What loss function can I use for a RNN sequence of multi-class classifications?


I am trying to predict a sequence of 18 multi-class probability vectors (14 exclusive classes) using a RNN, taking as input a 11-D numeric vector. The input numeric vector is the same throughout the sequence prediction.

To this end, I define this model in tensorflow:

model = keras.models.Sequential([
    keras.layers.SimpleRNN(20, return_sequences=True, input_shape=[1, 11]),
    keras.layers.SimpleRNN(20, return_sequences=True),
    keras.layers.SimpleRNN(14, return_sequences=True, activation="softmax",
                                                    kernel_initializer="glorot_uniform")])

model.compile(loss="CategoricalCrossentropy",
              optimizer="nadam")

When I ask to fit the model

history = model.fit(X_train, y_train, epochs=10, batch_size=32,
                    validation_data=(X_valid, y_valid))

I get the following error:

ValueError: Shapes (None, 18, 14) and (None, 1, 14) are incompatible

By contrast, no error is returned if I use "mse" as the loss function instead (although results are very poor).

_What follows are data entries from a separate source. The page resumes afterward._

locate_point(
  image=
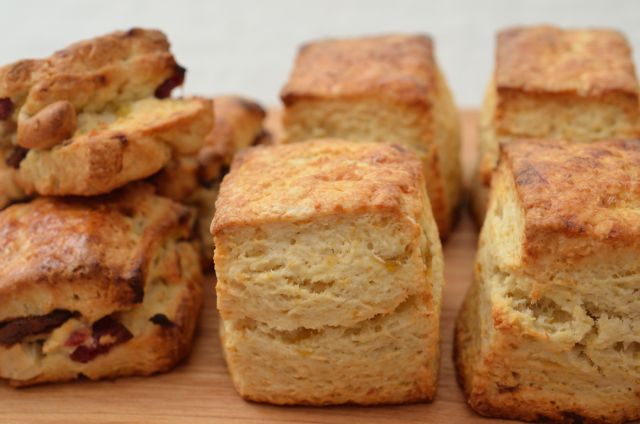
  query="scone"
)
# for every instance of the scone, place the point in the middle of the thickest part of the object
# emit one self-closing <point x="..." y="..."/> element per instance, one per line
<point x="273" y="127"/>
<point x="384" y="88"/>
<point x="94" y="116"/>
<point x="329" y="274"/>
<point x="103" y="287"/>
<point x="551" y="326"/>
<point x="9" y="189"/>
<point x="195" y="179"/>
<point x="578" y="85"/>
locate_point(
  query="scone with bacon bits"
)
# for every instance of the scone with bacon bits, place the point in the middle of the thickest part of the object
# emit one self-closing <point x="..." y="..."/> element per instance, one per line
<point x="386" y="89"/>
<point x="577" y="84"/>
<point x="95" y="116"/>
<point x="550" y="329"/>
<point x="329" y="274"/>
<point x="103" y="287"/>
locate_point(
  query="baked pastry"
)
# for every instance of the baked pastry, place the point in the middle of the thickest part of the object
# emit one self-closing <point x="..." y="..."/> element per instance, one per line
<point x="329" y="274"/>
<point x="99" y="287"/>
<point x="82" y="119"/>
<point x="549" y="329"/>
<point x="384" y="88"/>
<point x="578" y="85"/>
<point x="273" y="127"/>
<point x="195" y="179"/>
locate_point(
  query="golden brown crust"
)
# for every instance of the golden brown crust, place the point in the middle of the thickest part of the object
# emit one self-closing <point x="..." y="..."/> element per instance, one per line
<point x="238" y="124"/>
<point x="106" y="155"/>
<point x="547" y="59"/>
<point x="580" y="191"/>
<point x="331" y="177"/>
<point x="273" y="127"/>
<point x="395" y="67"/>
<point x="90" y="74"/>
<point x="98" y="248"/>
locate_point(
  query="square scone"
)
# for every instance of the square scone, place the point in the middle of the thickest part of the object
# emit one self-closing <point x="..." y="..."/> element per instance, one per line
<point x="572" y="84"/>
<point x="383" y="88"/>
<point x="329" y="274"/>
<point x="102" y="288"/>
<point x="550" y="329"/>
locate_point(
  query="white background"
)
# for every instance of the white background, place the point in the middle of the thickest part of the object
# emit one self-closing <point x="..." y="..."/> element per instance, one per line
<point x="247" y="46"/>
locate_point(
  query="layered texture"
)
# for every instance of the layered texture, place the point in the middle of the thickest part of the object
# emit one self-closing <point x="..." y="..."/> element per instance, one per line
<point x="578" y="85"/>
<point x="95" y="116"/>
<point x="195" y="179"/>
<point x="386" y="89"/>
<point x="329" y="274"/>
<point x="102" y="287"/>
<point x="550" y="328"/>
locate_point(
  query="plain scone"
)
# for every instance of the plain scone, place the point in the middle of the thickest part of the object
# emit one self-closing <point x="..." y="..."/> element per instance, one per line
<point x="95" y="116"/>
<point x="384" y="88"/>
<point x="578" y="85"/>
<point x="551" y="326"/>
<point x="102" y="287"/>
<point x="330" y="274"/>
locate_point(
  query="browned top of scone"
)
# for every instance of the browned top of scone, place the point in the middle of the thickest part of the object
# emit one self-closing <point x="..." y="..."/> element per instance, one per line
<point x="93" y="73"/>
<point x="104" y="242"/>
<point x="546" y="59"/>
<point x="578" y="191"/>
<point x="396" y="67"/>
<point x="238" y="124"/>
<point x="303" y="181"/>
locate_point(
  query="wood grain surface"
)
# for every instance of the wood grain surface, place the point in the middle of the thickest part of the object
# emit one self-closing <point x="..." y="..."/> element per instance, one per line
<point x="200" y="391"/>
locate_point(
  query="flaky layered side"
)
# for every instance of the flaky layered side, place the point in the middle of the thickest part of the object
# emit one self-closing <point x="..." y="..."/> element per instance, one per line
<point x="550" y="328"/>
<point x="329" y="273"/>
<point x="578" y="85"/>
<point x="94" y="116"/>
<point x="386" y="89"/>
<point x="101" y="288"/>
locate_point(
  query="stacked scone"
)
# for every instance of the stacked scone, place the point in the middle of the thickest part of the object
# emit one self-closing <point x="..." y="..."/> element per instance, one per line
<point x="329" y="274"/>
<point x="549" y="328"/>
<point x="327" y="252"/>
<point x="99" y="276"/>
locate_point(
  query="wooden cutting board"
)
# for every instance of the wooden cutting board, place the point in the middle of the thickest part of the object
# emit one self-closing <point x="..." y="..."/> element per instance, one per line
<point x="200" y="391"/>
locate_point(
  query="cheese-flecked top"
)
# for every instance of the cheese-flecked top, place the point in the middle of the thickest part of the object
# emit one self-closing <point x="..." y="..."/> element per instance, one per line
<point x="396" y="67"/>
<point x="104" y="241"/>
<point x="546" y="59"/>
<point x="303" y="181"/>
<point x="91" y="74"/>
<point x="581" y="191"/>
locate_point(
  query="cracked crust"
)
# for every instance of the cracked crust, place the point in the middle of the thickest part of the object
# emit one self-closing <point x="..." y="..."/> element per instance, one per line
<point x="586" y="193"/>
<point x="397" y="67"/>
<point x="327" y="172"/>
<point x="547" y="59"/>
<point x="549" y="328"/>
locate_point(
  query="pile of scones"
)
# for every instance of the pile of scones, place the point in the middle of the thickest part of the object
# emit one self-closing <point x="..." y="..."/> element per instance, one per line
<point x="325" y="221"/>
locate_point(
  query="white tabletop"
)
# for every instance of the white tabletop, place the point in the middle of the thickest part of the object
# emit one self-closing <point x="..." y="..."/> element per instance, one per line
<point x="247" y="47"/>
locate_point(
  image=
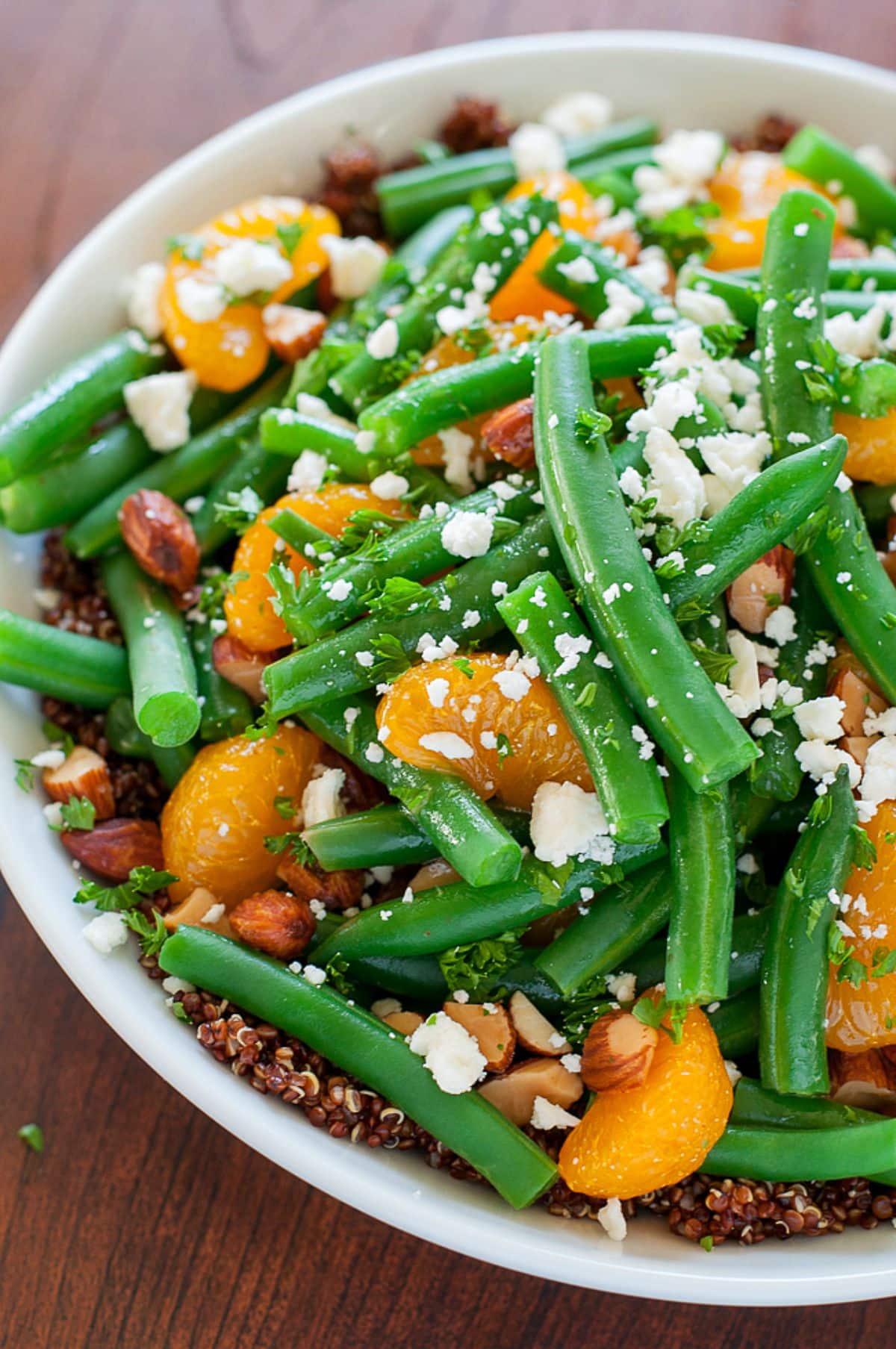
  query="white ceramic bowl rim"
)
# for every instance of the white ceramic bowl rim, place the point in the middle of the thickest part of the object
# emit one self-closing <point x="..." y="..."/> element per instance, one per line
<point x="464" y="1218"/>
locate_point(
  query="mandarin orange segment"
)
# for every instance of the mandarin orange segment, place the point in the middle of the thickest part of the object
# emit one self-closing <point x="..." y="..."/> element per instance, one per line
<point x="747" y="188"/>
<point x="247" y="606"/>
<point x="473" y="710"/>
<point x="872" y="446"/>
<point x="523" y="293"/>
<point x="860" y="1019"/>
<point x="632" y="1141"/>
<point x="217" y="820"/>
<point x="228" y="349"/>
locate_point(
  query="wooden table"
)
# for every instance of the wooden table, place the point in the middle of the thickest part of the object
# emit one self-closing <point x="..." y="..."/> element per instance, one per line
<point x="143" y="1224"/>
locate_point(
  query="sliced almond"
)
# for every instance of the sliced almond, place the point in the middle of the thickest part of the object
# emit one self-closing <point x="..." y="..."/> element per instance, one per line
<point x="862" y="1079"/>
<point x="490" y="1027"/>
<point x="618" y="1053"/>
<point x="860" y="699"/>
<point x="533" y="1029"/>
<point x="432" y="874"/>
<point x="113" y="847"/>
<point x="514" y="1093"/>
<point x="237" y="665"/>
<point x="404" y="1021"/>
<point x="770" y="578"/>
<point x="83" y="773"/>
<point x="192" y="912"/>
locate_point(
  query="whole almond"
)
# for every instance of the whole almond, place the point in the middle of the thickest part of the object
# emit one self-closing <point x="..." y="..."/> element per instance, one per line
<point x="237" y="665"/>
<point x="83" y="773"/>
<point x="115" y="847"/>
<point x="508" y="434"/>
<point x="161" y="538"/>
<point x="273" y="922"/>
<point x="618" y="1053"/>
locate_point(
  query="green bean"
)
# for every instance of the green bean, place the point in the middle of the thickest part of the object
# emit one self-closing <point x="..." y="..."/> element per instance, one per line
<point x="362" y="1044"/>
<point x="428" y="405"/>
<point x="160" y="658"/>
<point x="225" y="708"/>
<point x="72" y="401"/>
<point x="411" y="196"/>
<point x="620" y="593"/>
<point x="414" y="551"/>
<point x="854" y="587"/>
<point x="737" y="1023"/>
<point x="615" y="927"/>
<point x="58" y="664"/>
<point x="795" y="966"/>
<point x="602" y="265"/>
<point x="331" y="667"/>
<point x="180" y="474"/>
<point x="629" y="787"/>
<point x="497" y="240"/>
<point x="388" y="835"/>
<point x="827" y="161"/>
<point x="456" y="914"/>
<point x="748" y="942"/>
<point x="702" y="862"/>
<point x="759" y="517"/>
<point x="125" y="738"/>
<point x="803" y="1153"/>
<point x="461" y="827"/>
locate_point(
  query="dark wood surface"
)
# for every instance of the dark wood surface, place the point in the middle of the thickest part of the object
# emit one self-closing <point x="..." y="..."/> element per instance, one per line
<point x="143" y="1224"/>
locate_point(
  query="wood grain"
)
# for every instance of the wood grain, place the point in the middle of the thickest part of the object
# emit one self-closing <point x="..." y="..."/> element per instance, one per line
<point x="143" y="1224"/>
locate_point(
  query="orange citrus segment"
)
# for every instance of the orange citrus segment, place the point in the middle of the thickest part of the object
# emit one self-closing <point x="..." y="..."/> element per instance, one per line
<point x="872" y="446"/>
<point x="473" y="711"/>
<point x="632" y="1141"/>
<point x="217" y="820"/>
<point x="228" y="349"/>
<point x="860" y="1019"/>
<point x="249" y="605"/>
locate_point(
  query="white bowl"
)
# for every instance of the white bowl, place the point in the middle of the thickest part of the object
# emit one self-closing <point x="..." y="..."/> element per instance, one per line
<point x="683" y="80"/>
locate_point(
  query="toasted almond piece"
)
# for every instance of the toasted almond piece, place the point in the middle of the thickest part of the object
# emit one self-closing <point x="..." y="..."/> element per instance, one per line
<point x="404" y="1021"/>
<point x="862" y="1079"/>
<point x="618" y="1053"/>
<point x="514" y="1093"/>
<point x="533" y="1029"/>
<point x="237" y="665"/>
<point x="83" y="773"/>
<point x="192" y="912"/>
<point x="161" y="538"/>
<point x="508" y="434"/>
<point x="293" y="332"/>
<point x="113" y="847"/>
<point x="490" y="1027"/>
<point x="859" y="697"/>
<point x="336" y="889"/>
<point x="748" y="595"/>
<point x="274" y="922"/>
<point x="432" y="874"/>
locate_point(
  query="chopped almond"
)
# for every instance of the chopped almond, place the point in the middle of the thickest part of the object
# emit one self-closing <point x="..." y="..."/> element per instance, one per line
<point x="533" y="1029"/>
<point x="490" y="1027"/>
<point x="760" y="588"/>
<point x="514" y="1093"/>
<point x="83" y="773"/>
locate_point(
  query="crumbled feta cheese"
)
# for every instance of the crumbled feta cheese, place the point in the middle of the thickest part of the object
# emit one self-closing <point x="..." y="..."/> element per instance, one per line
<point x="308" y="473"/>
<point x="467" y="535"/>
<point x="105" y="931"/>
<point x="355" y="265"/>
<point x="449" y="1053"/>
<point x="536" y="149"/>
<point x="161" y="408"/>
<point x="142" y="294"/>
<point x="567" y="822"/>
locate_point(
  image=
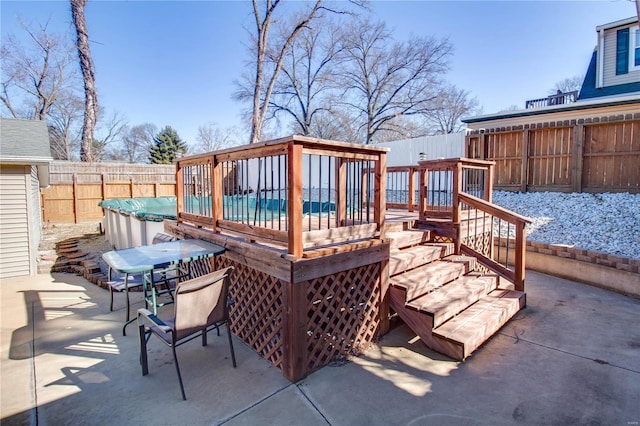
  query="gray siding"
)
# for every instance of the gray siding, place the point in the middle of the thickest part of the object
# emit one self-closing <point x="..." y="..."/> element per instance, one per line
<point x="15" y="253"/>
<point x="609" y="71"/>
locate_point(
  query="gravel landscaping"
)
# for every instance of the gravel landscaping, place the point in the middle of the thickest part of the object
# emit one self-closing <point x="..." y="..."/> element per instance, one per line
<point x="607" y="223"/>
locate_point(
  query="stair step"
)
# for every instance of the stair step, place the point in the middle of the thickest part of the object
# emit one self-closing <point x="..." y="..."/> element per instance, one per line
<point x="398" y="226"/>
<point x="472" y="327"/>
<point x="469" y="261"/>
<point x="416" y="256"/>
<point x="425" y="279"/>
<point x="408" y="238"/>
<point x="451" y="299"/>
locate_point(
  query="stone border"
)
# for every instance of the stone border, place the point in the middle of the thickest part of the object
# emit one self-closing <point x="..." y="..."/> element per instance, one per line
<point x="610" y="272"/>
<point x="621" y="263"/>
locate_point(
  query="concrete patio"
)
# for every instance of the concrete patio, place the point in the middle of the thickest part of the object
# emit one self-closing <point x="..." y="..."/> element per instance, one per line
<point x="571" y="357"/>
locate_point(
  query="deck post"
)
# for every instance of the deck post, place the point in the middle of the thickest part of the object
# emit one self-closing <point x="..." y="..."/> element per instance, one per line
<point x="380" y="183"/>
<point x="294" y="364"/>
<point x="179" y="190"/>
<point x="521" y="247"/>
<point x="412" y="188"/>
<point x="294" y="206"/>
<point x="217" y="189"/>
<point x="422" y="181"/>
<point x="457" y="189"/>
<point x="341" y="191"/>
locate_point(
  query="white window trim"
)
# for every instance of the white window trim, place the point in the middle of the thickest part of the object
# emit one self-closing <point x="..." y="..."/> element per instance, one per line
<point x="632" y="48"/>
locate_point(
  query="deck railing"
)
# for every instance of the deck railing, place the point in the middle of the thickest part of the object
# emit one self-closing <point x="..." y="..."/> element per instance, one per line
<point x="459" y="190"/>
<point x="402" y="187"/>
<point x="441" y="181"/>
<point x="557" y="99"/>
<point x="296" y="192"/>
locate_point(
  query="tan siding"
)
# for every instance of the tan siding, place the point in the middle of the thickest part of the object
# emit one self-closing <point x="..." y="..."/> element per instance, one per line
<point x="609" y="71"/>
<point x="34" y="213"/>
<point x="14" y="233"/>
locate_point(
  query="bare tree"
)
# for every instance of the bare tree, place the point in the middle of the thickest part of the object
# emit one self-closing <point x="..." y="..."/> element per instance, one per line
<point x="135" y="143"/>
<point x="88" y="74"/>
<point x="307" y="73"/>
<point x="212" y="138"/>
<point x="268" y="66"/>
<point x="384" y="80"/>
<point x="448" y="108"/>
<point x="33" y="74"/>
<point x="65" y="118"/>
<point x="109" y="134"/>
<point x="568" y="84"/>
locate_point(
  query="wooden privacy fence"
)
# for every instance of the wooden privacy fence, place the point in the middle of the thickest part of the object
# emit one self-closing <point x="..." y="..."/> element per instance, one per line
<point x="586" y="155"/>
<point x="76" y="188"/>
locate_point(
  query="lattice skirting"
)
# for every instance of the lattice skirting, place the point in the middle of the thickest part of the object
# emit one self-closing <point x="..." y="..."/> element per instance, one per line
<point x="343" y="314"/>
<point x="257" y="313"/>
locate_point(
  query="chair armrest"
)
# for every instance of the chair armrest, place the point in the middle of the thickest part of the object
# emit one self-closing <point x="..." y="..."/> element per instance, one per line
<point x="150" y="316"/>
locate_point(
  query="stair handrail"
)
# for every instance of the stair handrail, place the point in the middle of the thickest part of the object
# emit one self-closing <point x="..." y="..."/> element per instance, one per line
<point x="515" y="275"/>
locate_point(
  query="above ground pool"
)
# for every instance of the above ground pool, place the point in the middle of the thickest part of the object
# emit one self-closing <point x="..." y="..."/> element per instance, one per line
<point x="133" y="222"/>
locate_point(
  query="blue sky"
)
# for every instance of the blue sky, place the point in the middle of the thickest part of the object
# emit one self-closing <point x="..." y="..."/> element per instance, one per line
<point x="174" y="62"/>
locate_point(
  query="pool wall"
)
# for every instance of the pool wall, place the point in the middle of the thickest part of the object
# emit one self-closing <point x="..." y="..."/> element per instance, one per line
<point x="133" y="222"/>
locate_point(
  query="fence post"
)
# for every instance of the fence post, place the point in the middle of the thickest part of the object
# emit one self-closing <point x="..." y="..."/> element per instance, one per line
<point x="75" y="198"/>
<point x="104" y="186"/>
<point x="578" y="153"/>
<point x="525" y="161"/>
<point x="488" y="184"/>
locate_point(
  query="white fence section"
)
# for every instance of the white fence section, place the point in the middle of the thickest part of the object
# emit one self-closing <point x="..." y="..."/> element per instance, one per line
<point x="406" y="152"/>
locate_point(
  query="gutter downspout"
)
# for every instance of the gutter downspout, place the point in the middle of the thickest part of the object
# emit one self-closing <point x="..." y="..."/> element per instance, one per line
<point x="600" y="60"/>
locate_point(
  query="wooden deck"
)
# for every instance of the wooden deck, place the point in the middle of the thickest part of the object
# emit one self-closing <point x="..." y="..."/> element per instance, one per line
<point x="322" y="285"/>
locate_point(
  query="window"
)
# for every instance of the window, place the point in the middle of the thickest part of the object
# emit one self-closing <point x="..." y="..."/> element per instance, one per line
<point x="634" y="51"/>
<point x="627" y="50"/>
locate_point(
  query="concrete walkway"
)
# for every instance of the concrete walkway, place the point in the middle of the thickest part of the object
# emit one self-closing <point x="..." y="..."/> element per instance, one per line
<point x="571" y="357"/>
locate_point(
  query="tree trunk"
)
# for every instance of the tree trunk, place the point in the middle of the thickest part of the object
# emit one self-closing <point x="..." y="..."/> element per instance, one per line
<point x="88" y="75"/>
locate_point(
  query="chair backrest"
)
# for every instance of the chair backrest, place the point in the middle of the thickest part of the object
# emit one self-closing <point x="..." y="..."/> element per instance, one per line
<point x="201" y="302"/>
<point x="161" y="237"/>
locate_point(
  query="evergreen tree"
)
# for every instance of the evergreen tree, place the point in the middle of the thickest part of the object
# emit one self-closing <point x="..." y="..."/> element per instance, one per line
<point x="167" y="144"/>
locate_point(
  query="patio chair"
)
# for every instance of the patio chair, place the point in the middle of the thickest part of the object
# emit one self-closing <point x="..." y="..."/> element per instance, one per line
<point x="165" y="279"/>
<point x="201" y="304"/>
<point x="129" y="281"/>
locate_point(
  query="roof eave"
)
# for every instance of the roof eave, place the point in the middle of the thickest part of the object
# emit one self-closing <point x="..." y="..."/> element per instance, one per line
<point x="591" y="103"/>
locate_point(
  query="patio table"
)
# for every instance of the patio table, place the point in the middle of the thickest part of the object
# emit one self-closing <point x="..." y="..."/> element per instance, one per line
<point x="146" y="259"/>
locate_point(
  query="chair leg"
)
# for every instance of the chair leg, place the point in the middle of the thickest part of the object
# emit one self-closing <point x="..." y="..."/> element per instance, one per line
<point x="110" y="292"/>
<point x="175" y="357"/>
<point x="143" y="350"/>
<point x="233" y="355"/>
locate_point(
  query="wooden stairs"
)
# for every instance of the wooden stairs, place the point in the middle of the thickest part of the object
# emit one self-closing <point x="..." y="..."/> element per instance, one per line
<point x="452" y="306"/>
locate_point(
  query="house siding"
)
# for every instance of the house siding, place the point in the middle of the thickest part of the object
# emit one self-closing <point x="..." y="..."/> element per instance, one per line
<point x="609" y="70"/>
<point x="35" y="218"/>
<point x="15" y="252"/>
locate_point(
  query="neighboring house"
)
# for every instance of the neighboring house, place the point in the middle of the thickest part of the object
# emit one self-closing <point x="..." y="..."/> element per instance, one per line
<point x="568" y="141"/>
<point x="615" y="65"/>
<point x="24" y="169"/>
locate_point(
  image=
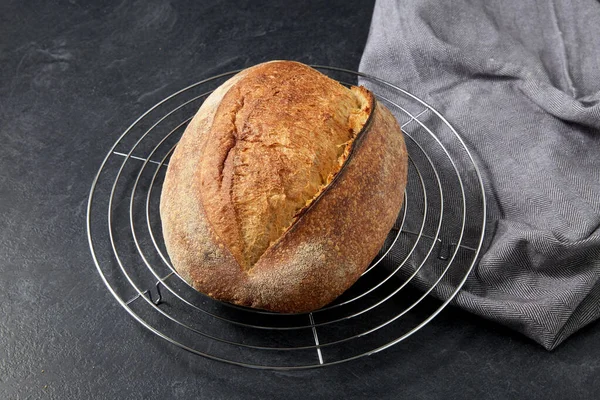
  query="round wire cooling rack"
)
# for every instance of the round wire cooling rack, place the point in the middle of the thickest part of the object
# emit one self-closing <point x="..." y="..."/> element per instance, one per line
<point x="430" y="251"/>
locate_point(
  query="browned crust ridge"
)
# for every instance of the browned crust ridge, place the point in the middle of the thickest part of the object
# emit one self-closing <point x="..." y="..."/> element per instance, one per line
<point x="312" y="258"/>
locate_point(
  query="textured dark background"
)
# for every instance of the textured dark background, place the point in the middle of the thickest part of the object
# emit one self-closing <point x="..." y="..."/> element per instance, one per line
<point x="72" y="77"/>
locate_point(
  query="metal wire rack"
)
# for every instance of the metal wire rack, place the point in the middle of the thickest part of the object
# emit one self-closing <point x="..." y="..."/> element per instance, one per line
<point x="431" y="250"/>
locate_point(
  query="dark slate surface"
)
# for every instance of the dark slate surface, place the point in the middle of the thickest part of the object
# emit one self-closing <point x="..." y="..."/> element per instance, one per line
<point x="72" y="77"/>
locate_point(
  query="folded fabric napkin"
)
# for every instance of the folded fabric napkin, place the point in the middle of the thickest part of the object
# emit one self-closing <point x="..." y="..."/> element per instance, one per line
<point x="520" y="81"/>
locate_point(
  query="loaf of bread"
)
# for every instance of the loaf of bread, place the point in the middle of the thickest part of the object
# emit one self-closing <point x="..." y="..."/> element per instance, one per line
<point x="282" y="189"/>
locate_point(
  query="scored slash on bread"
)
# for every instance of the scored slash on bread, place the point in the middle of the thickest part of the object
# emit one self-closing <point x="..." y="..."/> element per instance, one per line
<point x="282" y="189"/>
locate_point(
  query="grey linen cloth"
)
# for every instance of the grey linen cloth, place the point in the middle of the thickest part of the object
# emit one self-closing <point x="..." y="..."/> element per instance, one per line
<point x="520" y="81"/>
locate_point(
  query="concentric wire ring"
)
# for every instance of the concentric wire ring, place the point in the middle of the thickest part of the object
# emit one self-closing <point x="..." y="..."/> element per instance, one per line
<point x="376" y="313"/>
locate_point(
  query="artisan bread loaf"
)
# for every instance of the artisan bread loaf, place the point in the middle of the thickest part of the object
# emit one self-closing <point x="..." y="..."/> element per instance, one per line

For reference, X_train.shape is (18000, 1, 11), whereas y_train.shape is (18000, 18, 14).

Can you help me fix this error?

Thank you very much for your help,


Solution

  • The shapes produced by your network and the shape of your target must match.

    In your case, your network must produce (None, 18, 14). A simple way to do that is using this structure:

    X = np.random.uniform(0,1, (100,1,11))
    Y = np.random.randint(0,1, (100,18,14))
    
    model = Sequential([
        SimpleRNN(20, return_sequences=False, input_shape=[1, 11]),
        RepeatVector(18),
        SimpleRNN(14, return_sequences=True, activation="softmax")])
    
    model.compile(loss="CategoricalCrossentropy", optimizer="nadam")
    history = model.fit(X, Y, epochs=10)
    

    Where we set return_sequences=False and place after a RepeatVector.